In our case, although the primary chemotherapy was effective and achieved complete clinical remission, the recurrence rapidly occurred 6 months after primary surgery, no obvious recurrence lesion was found at the beginning, when the patient complained about the pain in her lumbar spine, further examination was taken which found the destruction of the vertebra L3, indicating that LCNEC is prone to hematogenous metastasis. Therefore, for patients with LCNEC, once recurrence occurs, a systemic assessment should be performed to detect metastatic lesions as soon as possible, which may benefit from early treatment decisions and prognosis.

Until now, there is no accepted consensus treatment for patients with LCNEC, the clinical management of most reported cases still follows the conventional regimens for epithelial ovarian cancer, which is the cytoreductive surgery combined with platinum-based chemotherapy. There were also a few case reports using other chemotherapy options, including cyclophosphamide combined with cisplatin, irinotecan combined with nedaplatin, liposomes doxorubicin monotherapy, and BEP programs.2,8,9,14–16 But all these reported chemotherapeutic regimens seem to not be very effective for LCNEC. In our case, the patient was sensitive to initial EP regimen chemotherapy, achieving complete clinical remission, but she relapsed soon after initial treatment, and migrated to spine through blood approach. So we add Bevacizumab for chemotherapy. But the response seems to not be satisfied as we expected. By retrospective analysis of this case, we are also thinking about whether Bevacizumab could reduce the probability of recurrence and improve its prognosis if it is used in primary treatment since LCNEC is easily migrating to distant places through blood approach.

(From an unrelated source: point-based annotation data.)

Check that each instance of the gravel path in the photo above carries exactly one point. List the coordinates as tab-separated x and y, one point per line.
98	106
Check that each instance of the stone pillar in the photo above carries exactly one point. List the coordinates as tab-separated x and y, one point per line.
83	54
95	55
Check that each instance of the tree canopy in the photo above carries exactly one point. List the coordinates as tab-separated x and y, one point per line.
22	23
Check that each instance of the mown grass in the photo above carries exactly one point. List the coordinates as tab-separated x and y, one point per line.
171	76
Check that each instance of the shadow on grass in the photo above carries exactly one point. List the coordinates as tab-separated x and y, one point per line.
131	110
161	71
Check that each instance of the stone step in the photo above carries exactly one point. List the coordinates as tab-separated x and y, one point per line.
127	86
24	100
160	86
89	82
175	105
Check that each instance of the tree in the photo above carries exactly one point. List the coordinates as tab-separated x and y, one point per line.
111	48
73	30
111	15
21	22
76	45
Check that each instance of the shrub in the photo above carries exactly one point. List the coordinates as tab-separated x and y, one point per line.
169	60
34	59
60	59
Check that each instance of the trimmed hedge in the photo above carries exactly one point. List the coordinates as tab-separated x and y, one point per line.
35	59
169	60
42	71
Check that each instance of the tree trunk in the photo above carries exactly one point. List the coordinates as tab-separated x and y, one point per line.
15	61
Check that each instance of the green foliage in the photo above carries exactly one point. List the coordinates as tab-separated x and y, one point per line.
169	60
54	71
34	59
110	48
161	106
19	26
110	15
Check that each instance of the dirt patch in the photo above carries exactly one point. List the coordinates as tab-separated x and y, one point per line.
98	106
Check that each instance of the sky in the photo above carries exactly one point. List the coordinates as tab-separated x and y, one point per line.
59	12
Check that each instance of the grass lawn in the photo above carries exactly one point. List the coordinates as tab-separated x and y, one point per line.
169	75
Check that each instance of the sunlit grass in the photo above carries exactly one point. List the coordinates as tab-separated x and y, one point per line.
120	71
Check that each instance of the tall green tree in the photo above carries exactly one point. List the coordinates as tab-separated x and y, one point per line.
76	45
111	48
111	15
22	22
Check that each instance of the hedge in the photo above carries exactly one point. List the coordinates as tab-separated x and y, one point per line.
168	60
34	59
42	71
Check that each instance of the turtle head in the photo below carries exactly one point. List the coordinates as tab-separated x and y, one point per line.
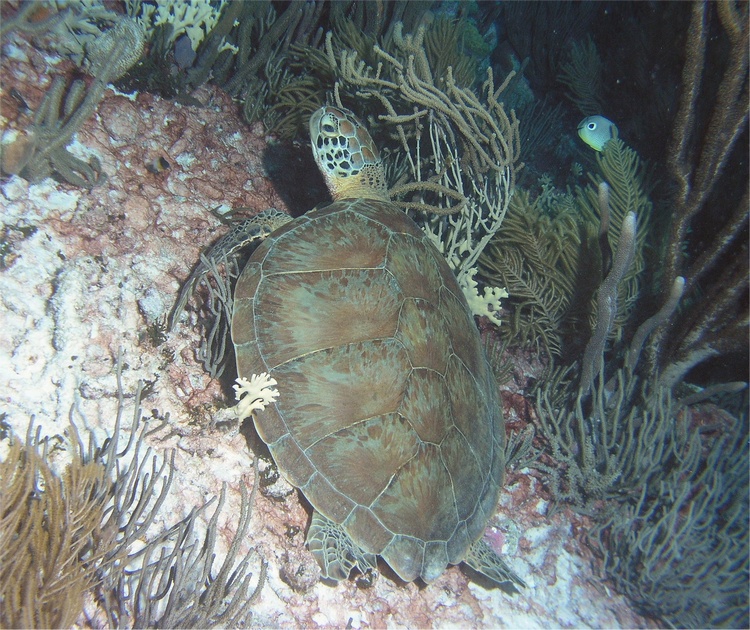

In summary, LCNEC is a very rare historical subtype of ovarian cancer with extremely aggressive behavior. For the first time, We reported a case of LCNEC coexisted with clear cell carcinoma and characterized by elevation of AFP. According to previously reported cases and our case, LENEC can easily metastasize to distant place through blood approach, we fiercely recommend that adding Bevacizumab in primary chemotherapy in treatment of LCNEC, which may be beneficial to extend disease-free survival since it has been proved that Bevacizumab can significantly extend PFS for advanced epithelial ovarian cancer with high risk of recurrence according to previous data. However, the use of bevacizumab in treating patients with LCNEC is no recommendation in the current guidelines, and this regimen is also not supported by our case’s disease course. It is urgent to appeal a global medical database of ovarian LCNEC be collected and much more research should be investigated to confirm this proposal and to establish optimal adjuvant chemotherapy.